Au milieu du fjord, non loin de Skuldelev, ont d'abord été découverts dans la vase, en 1962, cinq bateaux très différents et volontairement coulés dans deux passes pour empêcher les attaques par la mer. Parmi eux, un géant de 30 mètres, le Skuldelev-2, dont la réplique navigue aujourd'hui. Un langskip (long bateau) tout en chêne, construit vers 1045 à... Dublin. Un de ces navires dont les sagas nordiques chantent les exploits. Puis six autres vaisseaux, que personne n'attendait là, ont été mis au jour en 1996 et 1997 lors des travaux d'extension du musée. Parmi eux, un superbe bâtiment de guerre de 36 m que devaient manoeuvrer pas moins de soixante-quatorze rameurs.
Forts de ces navires performants, les guerriers vikings se lancent à l'assaut de l'Europe. Ils se comportent en commerçants avec les puissants mais en pillards avec les faibles. Ainsi, en 793, les "pirates étrangers" dévastent le monastère de Lindisfarne en Northumbrie (Angleterre) et l'Europe se demande avec effroi comment Dieu a pu permettre la profanation d'un tel lieu saint par des païens. Deux ans plus tard, l'Ecosse et l'Irlande sont attaquées. Plus au sud, en 799, c'est au tour de la Vendée. Et ainsi de suite avec une multiplication des coups de main.
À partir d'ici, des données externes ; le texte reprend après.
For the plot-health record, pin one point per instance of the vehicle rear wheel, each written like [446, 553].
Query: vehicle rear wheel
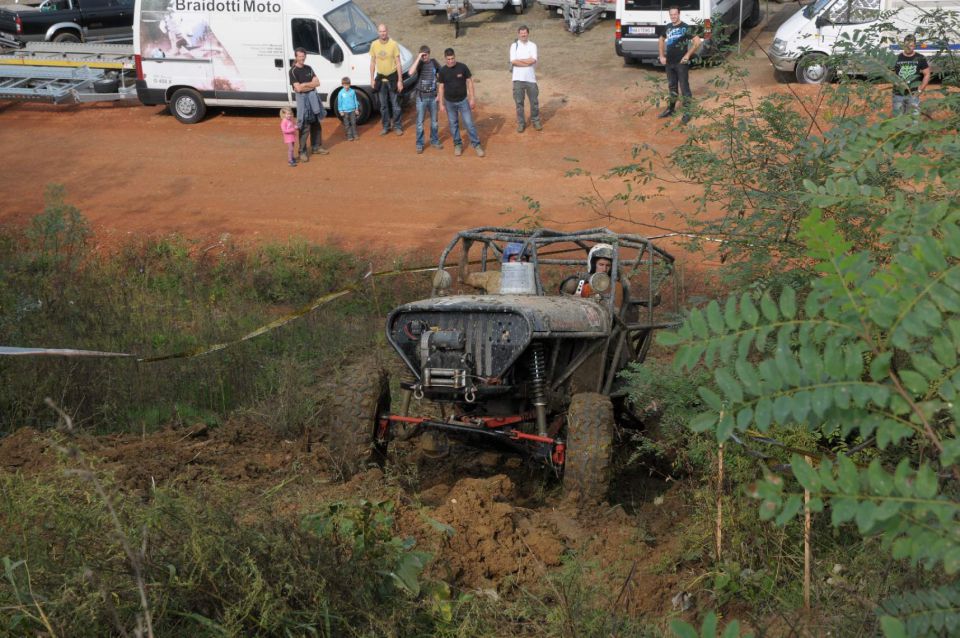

"A partir des années 830-840, souligne Anne Nissen-Jaubert, les raids s'intensifient." Rien n'est trop beau pour les Vikings. Rien n'est trop loin. Et puis, surtout, rien ne semble pouvoir les arrêter. Après la mort du puissant Charlemagne et de son fils Louis le Pieux, "ils profitent habilement des rivalités de l'Empire franc, dont ils connaissent parfaitement les faiblesses".
Raids, attaques, retraites contre fortes rançons, construction de bases pérennes sur ce ne sont que des exemples la Loire et la Seine (Paris sera même assiégé), contrôle de régions entières, implantation de colonies puissantes qui vont jusqu'à former ensuite de petits royaumes (York en Grande-Bretagne, duché de Normandie en France), raconte Anne Nissen-Jaubert. Rien n'arrête les hommes venus du Nord.
Les plus téméraires n'hésitent pas à passer en Méditerranée et à remonter le Rhône jusqu'à Valence, à affronter le monde musulman, qui ne les craint pas, et à défier les Omeyyades dans le sud de l'Espagne et même l'Empire byzantin. Mal leur en prendra. D'autres, aventureux ou bannis comme Erik le Rouge et son fils, mettent le cap à l'ouest. Ils établissent une petite colonie au Groenland, où le climat est alors plus doux qu'aujourd'hui, et atteignent, n'en déplaise à Christophe Colomb, les côtes du Labrador et même l'entrée du Saint-Laurent.
Malgré ces prouesses, ces conquérants audacieux disparaissent vers 1100. Comme éliminés par quelque mal mystérieux. La peste ? La famine ? Rien de tel. Ils se sont simplement lentement intégrés, avec leur culture, dans le monde carolingien alors qu'ils règnent en maîtres dans les territoires du Nord. De cette intégration, il n'existe en France que peu de vestiges archéologiques. Ainsi, rien n'a été vraiment mis au jour dans la région du Nord-Cotentin, considérée pourtant comme la "terre des Vikings".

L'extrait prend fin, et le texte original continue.